Hace no mucho tiempo oí en la radio que el PSOE había presentado una propuesta de ley que obligara a implantar el ajedrez en los colegios, institutos y universidades, para elevar el nivel intelectual de los españoles, tan menguados en los sondeos de la Unión Europea. El iluminado legislador extendía su uso en hospitales, residencias de mayores, en los jardines y en los parques para que se generalizara el estudio y la práctica de este juego prodigioso. Y que, por supuesto, se dotara de medios a todos los centros y lugares de ocio para que dispusieran de tableros, piezas y mobiliario adecuado para su práctica. Que se introdujera sí en las aulas, en las salas de estudio, en el silencio de las bibliotecas, como medio para lograr en poco tiempo una ciudadanía culta y supongo que también como germen para desterrar la cultura del botellón.

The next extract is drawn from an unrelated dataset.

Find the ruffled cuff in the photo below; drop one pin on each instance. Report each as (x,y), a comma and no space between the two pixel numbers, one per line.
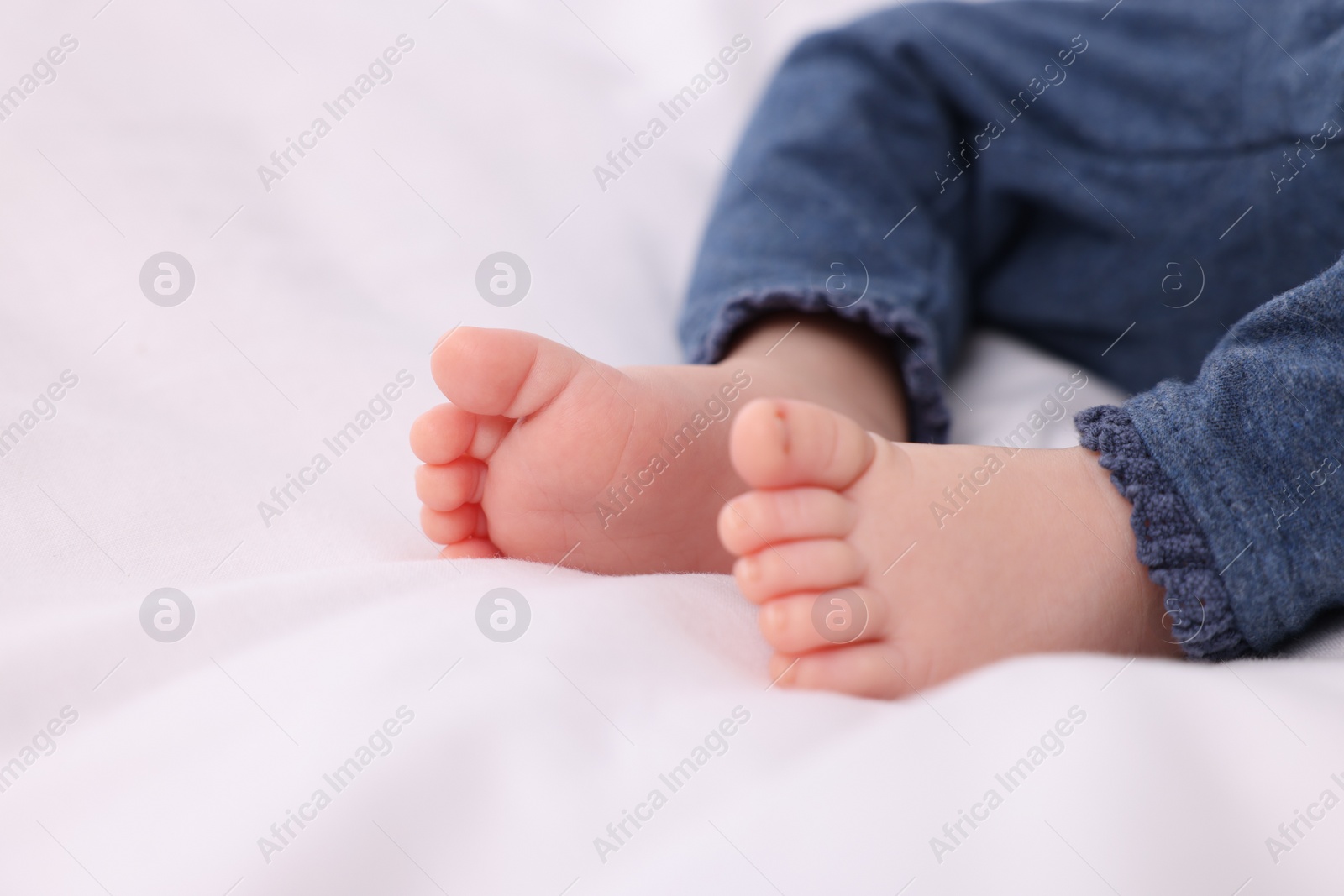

Creo recordar que en la época más furibundamente comunista de la URSS jugaba al ajedrez hasta el gato. Y me acuerdo también de haber sido el único de entre mis lejanos compañeros de estudios que me negué a aprender a jugar a tan noble diversión. Cuando terminamos el bachillerato acudía los domingos, después de comer, a un céntrico café para reunirme con mis amigos a las tres de la tarde y a las diez de la noche me volvía a casa, desesperado por no haber sido capaz de que dejaran el juego.
Si se hubiera aprobado esa ley habríamos visto por doquier a silenciosos jugadores que habrían acabado con la locuacidad tan española, con la chispa del diálogo inteligente y hasta con el bullicio callejero. Celebro que la propuesta no se tuviera en cuenta y que las autoridades competentes, aunque fueran socialistas, nos permitan usar el tiempo libre como nos dé la gana y no logren transformarnos en sesudos y sumisos votantes.